Впрочем, она права, что я имею против Марика? В конце концов, это же ее личное дело влюбляться и разлюблять, увлекаться и разочаровываться. Все это в порядке вещей. Все вполне закономерно.

Так думал я, не отвечая ей на ее вопросы. А она все ждала, что я отвечу. И я сказал:

— Ничего я против него не имею…

И она мгновенно успокоилась. Она привыкла с детства верить каждому моему слову.

Я знал, она жаждет рассказать мне все, как есть. Про этого своего Пикаскина. А я, разве я мог отказать ей в чем-то?

— Тая все мне сказала, всю правду, — начала Иринка. — Она сказала, что Марик очень хороший, таких, как он, следует любить, но она не может любить, потому что приговорена любить другого, своего мужа, она так и выразилась: «Я приговорена любить Валентина», и с этим ничего нельзя поделать, и она плакала, она говорила, что наверно, я ее осуждаю, а ей все равно…

— Это она тебе так сразу все и выложила? — спросил я.

— Да, сразу. Она все рассказала. Валентин — ее первый муж. Правда, они не были расписаны, но он был ее мужем, в конечном счете не все ли равно, есть штамп в паспорте или нет? Не правда ли?

Не дожидаясь моего ответа, Иринка продолжала дальше:

— Она узнала, что он попал в катастрофу. На его «Жигуль» налетел самосвал, машина разбита вдребезги. Тая сказала, что от машины осталась груда металла, но зато он, к счастью, остался жив. Правда, сильно покалечен, переломаны пять ребер, нога, рука сломана в двух местах, выбиты зубы, но, главное, жив! И будет жить! И она сказала мне, что любит своего мужа, всегда любила, не переставала любить его, он для нее самый главный человек в жизни…

Иринка оборвала себя. Подумала немного, как бы соображая, стоит ли говорить, и потом все же решила:

— Ну вот так, скажем, как для меня Пикаскин…

Слова ее как бы обожгли меня, хотя я и ожидал их, и все равно обожгли. Вот она и призналась сама, первая, что любит, да, любит этого своего Пикаскина.

Но, в сущности, я-то здесь при чем? Имею ли я право вмешиваться, навязывать ей свое мнение? И чем Пикаскин хуже того, другого, еще неведомого, кого ей было бы суждено полюбить?

Так думал я в те немногие секунды, когда она замолчала. Потом она снова заговорила:

— Тая сказала, что ее Валентин верен себе, такой лопух, можешь себе представить, со дня на день собирался застраховать свою машину и так и не застраховал…

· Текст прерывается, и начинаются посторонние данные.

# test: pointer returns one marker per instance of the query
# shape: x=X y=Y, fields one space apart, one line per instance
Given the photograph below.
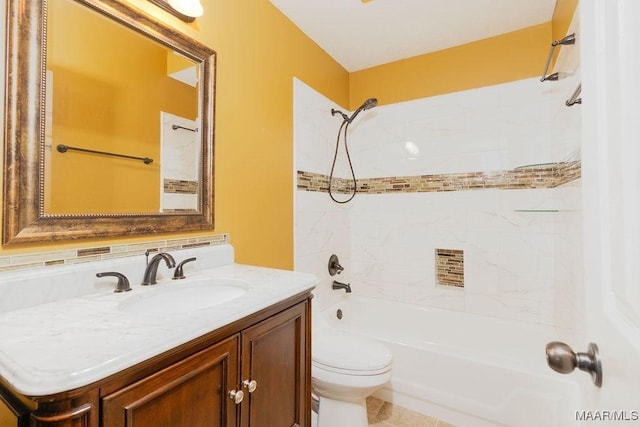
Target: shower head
x=367 y=105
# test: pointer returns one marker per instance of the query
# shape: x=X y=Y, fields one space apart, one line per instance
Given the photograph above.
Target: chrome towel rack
x=64 y=148
x=176 y=127
x=574 y=98
x=568 y=40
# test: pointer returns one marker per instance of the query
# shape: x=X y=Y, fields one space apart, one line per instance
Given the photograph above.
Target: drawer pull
x=237 y=396
x=250 y=385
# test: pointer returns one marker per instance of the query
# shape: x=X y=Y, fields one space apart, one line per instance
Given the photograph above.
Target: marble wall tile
x=519 y=245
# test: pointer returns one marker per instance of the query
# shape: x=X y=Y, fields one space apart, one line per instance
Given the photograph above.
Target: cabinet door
x=275 y=355
x=193 y=392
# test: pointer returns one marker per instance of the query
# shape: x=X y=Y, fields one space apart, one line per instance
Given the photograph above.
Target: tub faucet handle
x=339 y=285
x=334 y=265
x=179 y=273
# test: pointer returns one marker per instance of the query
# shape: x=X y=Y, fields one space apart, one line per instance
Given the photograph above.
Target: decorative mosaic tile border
x=450 y=267
x=180 y=187
x=75 y=256
x=549 y=175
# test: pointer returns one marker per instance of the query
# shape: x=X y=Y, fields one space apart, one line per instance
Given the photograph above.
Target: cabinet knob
x=237 y=396
x=250 y=385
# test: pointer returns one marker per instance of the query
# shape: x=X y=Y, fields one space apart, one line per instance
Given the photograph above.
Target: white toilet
x=346 y=369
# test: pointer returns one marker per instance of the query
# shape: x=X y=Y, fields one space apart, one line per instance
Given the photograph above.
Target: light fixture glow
x=191 y=8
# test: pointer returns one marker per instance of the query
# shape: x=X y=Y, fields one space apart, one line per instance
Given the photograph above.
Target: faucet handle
x=179 y=273
x=123 y=282
x=334 y=265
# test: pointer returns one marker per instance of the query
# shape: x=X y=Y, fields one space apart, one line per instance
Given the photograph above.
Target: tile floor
x=384 y=414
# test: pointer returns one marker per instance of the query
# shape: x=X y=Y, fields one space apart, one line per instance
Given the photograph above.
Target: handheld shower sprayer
x=346 y=121
x=366 y=105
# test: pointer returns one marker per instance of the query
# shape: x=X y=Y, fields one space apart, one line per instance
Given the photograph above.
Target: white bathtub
x=466 y=369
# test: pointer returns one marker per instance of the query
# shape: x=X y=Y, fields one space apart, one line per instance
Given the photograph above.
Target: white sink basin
x=183 y=297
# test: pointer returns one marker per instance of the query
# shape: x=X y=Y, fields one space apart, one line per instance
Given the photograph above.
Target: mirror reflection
x=115 y=97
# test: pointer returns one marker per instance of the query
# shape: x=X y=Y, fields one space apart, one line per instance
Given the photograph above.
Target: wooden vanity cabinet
x=197 y=391
x=192 y=392
x=254 y=373
x=13 y=413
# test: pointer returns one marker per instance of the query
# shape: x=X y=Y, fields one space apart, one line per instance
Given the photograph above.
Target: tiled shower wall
x=521 y=247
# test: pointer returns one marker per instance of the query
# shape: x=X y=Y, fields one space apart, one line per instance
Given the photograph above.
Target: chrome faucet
x=150 y=272
x=339 y=285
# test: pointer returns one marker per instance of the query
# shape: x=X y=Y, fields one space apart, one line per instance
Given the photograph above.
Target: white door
x=610 y=57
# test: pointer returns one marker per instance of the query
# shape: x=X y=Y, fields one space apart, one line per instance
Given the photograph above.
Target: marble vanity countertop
x=62 y=345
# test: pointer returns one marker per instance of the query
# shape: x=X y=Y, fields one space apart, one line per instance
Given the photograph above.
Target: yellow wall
x=508 y=57
x=259 y=51
x=562 y=16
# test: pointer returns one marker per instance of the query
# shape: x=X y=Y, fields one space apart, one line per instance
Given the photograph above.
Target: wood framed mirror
x=52 y=194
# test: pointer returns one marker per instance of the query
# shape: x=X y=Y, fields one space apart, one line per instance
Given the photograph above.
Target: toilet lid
x=341 y=351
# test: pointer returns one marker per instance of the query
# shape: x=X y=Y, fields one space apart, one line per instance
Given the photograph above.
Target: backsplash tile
x=52 y=258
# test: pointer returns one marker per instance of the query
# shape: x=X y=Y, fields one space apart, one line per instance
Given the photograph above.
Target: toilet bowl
x=346 y=369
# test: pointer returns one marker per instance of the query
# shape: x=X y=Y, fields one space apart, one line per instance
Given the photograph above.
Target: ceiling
x=361 y=34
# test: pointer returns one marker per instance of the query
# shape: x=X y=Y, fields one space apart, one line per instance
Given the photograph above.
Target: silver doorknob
x=250 y=385
x=561 y=358
x=237 y=396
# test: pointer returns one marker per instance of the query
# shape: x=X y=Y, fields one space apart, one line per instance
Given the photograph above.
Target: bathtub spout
x=339 y=285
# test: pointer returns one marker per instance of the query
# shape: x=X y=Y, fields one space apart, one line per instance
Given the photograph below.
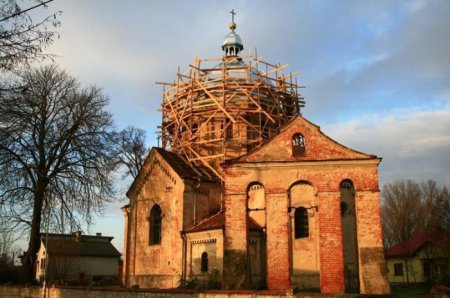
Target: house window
x=301 y=223
x=155 y=225
x=298 y=145
x=398 y=269
x=204 y=262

— И теперь не получит ни копейки, — сказал я.

— Конечно, нет. Он несколько лет копил деньги на машину. Тая говорит, что машины у него больше не будет. И не надо, говорит Тая, она очень довольна, что не будет машины, потому что еще немного, и Валентин был бы убит на месте…

— Он в больнице? — спросил я.

— Да, еще бы, у Склифосовского. Тая считает, что ему придется пробыть там не меньше двух месяцев.

Я произнес не без ехидства:

— И она будет преданно ухаживать за ним, и забудет все его обиды, и снова между ними воцарится мир и благоденствие и все такое прочее?

Иринка не захотела принять моей иронии.

— Конечно, как же иначе, — сказала просто.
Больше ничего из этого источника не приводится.